I analyzed a random sample of 96,685 full-text research papers, uploaded to PubMed Central between the years 2016 and 2021, in order to answer the question:
How many references should you cite when writing a research article?
I used the BioC API to download the data (see the References section below).
Here’s a summary of the key findings
1- The average number of references for a research paper is 45, with 90% of research papers having between 8 and 102 references. However, this number depends a lot on study design. For instance, a systematic review typically has 49 references while a case report has only 24.
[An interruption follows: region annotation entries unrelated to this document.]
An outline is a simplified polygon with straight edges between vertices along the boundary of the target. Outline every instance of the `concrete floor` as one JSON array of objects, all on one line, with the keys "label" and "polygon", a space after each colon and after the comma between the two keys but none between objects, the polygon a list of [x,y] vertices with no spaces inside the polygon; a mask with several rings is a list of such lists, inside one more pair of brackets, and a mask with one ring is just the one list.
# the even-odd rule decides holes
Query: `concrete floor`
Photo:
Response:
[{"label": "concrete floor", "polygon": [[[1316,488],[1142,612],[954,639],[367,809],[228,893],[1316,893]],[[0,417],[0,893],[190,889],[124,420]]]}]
2- As a rule of thumb, consider citing 1 reference for every 95 words (or 4 sentences).
3- The more research you do will be reflected in the number of references you use in your paper, since high-quality articles usually have 5 more references than the median.
How many references does a typical article have?
The histogram below shows that most research papers have between 25 to 50 references, and only a few exceed 100:
Because the distribution has a right tail, the median number of references becomes a more reliable metric than the mean. Here are a few other numbers that summarize the data:
Sample Size | 96,685 research papers |
---|---|
Mean | 45.07 references |
Minimum | 1 reference |
25th Percentile | 25 references |
50th Percentile (Median) | 39 references |
75th Percentile | 56 references |
Maximum | 911 references |
From this table we can conclude that:
The median research paper has 39 references, and 50% of papers have between 25 and 56 references. An article can have as few as 1 reference as a minimum, and 911 references as a maximum.
Next, let’s see if the number of references depends on the study design.
Should the study design influence the number of references you use?
The table below shows that:
1- Secondary study designs (systematic reviews and meta-analyses) have the highest number of references (median = 49), which is to be expected as these articles review a large body of information.
2- Experimental, quasi-experimental and analytical designs typically have between 35 and 39 references.
3- Descriptive designs (case reports and case series) have the lowest number of references (median ≈ 25), which also makes sense as these describe the clinical story of a single (or a few) patient(s) and generally have a very short literature review section.
Study Design | Article Count (Total: 16,321) | Median Number of References |
---|---|---|
Meta-Analysis | 1,952 | 49 |
Systematic Review | 884 | 49 |
Quasi-Experiment | 166 | 39 |
Cohort Study | 5,589 | 37 |
Randomized Controlled Trial | 1,137 | 37 |
Cross-Sectional Study | 3,811 | 36 |
Pilot Study | 794 | 36 |
Case-Control Study | 486 | 35 |
Case Series | 195 | 26 |
Case Report | 1,307 | 24 |
How often should you cite in a research paper?
Some journals may specify the maximum number of citations allowed. For instance, Nature allows articles to have at most 30 references in the main text [Source]. So make sure to check the authorship guidelines of the journal where you want to submit.
That being said, often is the case where we ask ourselves: am I taking too much information from outside sources? or maybe too few? So I would argue that it would be useful to know, for a given article size, how many references to cite.
If we measure the length of all the articles in our dataset combined and divide it by the total number of references, we get the following numbers:
On average, 1 reference is cited for every 95 words, that is 1 reference for every 4 sentences. In terms of paragraphs, an article has approximately 1.5 references for each paragraph.
Here’s a table that shows the median number of references cited for each word count category:
Article Size (Word Count) | Median Number of References |
---|---|
(1000, 2000] | 15 |
(2000, 3000] | 28 |
(3000, 4000] | 36 |
(4000, 5000] | 44 |
(5000, 6000] | 51 |
(6000, 7000] | 57 |
(7000, 8000] | 63 |
(8000, 9000] | 67 |
(9000, 10000] | 72 |
Does using more references make your article better?
Hypothesis 1: It is well-known that citing more resources is usually associated with more in-depth research, therefore, we would expect high-quality articles to include a higher number of references.
Hypothesis 2: Some experts believe that a good writing habit is to keep the number of references to a minimum (see: Essentials of Writing Biomedical Research Papers by Mimi Zeiger), so according to this hypothesis, high-quality articles should have, on average, fewer references.
Let’s find out what researchers are doing in practice and which hypothesis our data support.
In order to answer the question, I collected the journal impact factor (JIF) for 71,579 articles and divided the dataset into 2 groups:
- research papers published in low impact journals (JIF ≤ 3): this subset consisted of 34,758 articles
- research papers published in high impact journals (JIF > 3): this subset consisted of 36,821 articles
After controlling for study design, the group with JIF ≤ 3 had a median number of references of 37, while the group with JIF > 3 had a median of 44.
Remember that the median article overall had 39 references (as we saw above), so based on these results, we can conclude that:
High-quality articles, in general, have about 5 more references than the median article. So a comprehensive literature review and a more in-depth discussion section can make the difference between a good and an excellent research article.
References
- Comeau DC, Wei CH, Islamaj Doğan R, and Lu Z. PMC text mining subset in BioC: about 3 million full text articles and growing, Bioinformatics, btz070, 2019.